The next step is to organize the vast amount of opinions gathered and then reflect them in policy. The National Strategy Minister, Motohisa Furukawa, announced that in order to properly organize the opinions he would establish a review committee, including statisticians and media personnel, to analyze and verify the results of the recent surveys. The establishment of this committee may be aimed at deflecting criticisms that the government fabricated its own conclusions, and the process was manipulated, and so on.

Figuring out how to incorporate the results of public input into policy is another difficult task for the government. It is impossible to satisfy all citizens, and the public has expressed growing concern over nuclear power, so the government at least needs to boost transparency of the results of reflecting public opinion and transparency of the process if it wishes to avoid the criticism that in former consultation processes the government just pretended to listen to the public.

Opinion polls conducted by the media show that, while many citizens support the zero-nuclear scenario, the business sector -- Japan Federation of Economic Organizations, Japan Association of Corporate Executives, and Japan Chamber of Commerce and Industry -- is aligned to strongly oppose the zero-nuclear scenario. They claim that without nuclear power electricity costs will go up, forcing many Japanese companies to transfer their production bases overseas, and eventually leading to the "hollowing" of Japanese industry. Recently, the government decided to exclude employees of power companies as speakers at the hearings, in response to public criticism over their participation. However, considering the fact that employees in the industrial sector are also citizens and are supposed to have the right to participate in the hearings, it is also a big challenge for the government to bridge the gap.

It is known that Germany established an ethics committee just after Japan's March 11 disaster and that the nation was quick to decide to phase out nuclear power generation. I heard that the nation's quick decision was made possible because of 20 years of communication and debate between the national government and the public. Likewise, I also learned that Sweden reached a decision on the location of final nuclear waste storage sites as a result of its government's continuous and careful communication and debate with local people over a 30-year period.

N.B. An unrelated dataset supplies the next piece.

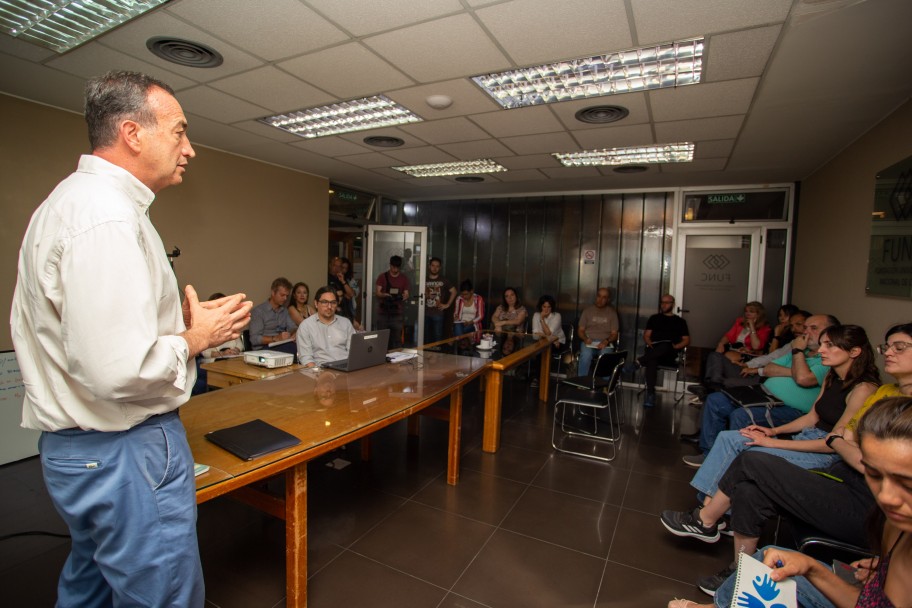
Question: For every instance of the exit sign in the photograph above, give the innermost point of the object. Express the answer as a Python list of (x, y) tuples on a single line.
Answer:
[(733, 197)]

Not many Japanese citizens up to now have shown deep interest in and been actively involved in policy on energy and other important topics. I hope that the national debate over energy policies in the wake of the Fukushima nuclear accident will continue and be improved, even after the Japanese government reaches a conclusion on this policy. I also strongly hope that these debates will serve to shift people from being "citizens who leave policymaking to the government but then complain about it" to "involved and thinking citizens," as envisioned by Japanese sociologist Shinji Miyadai.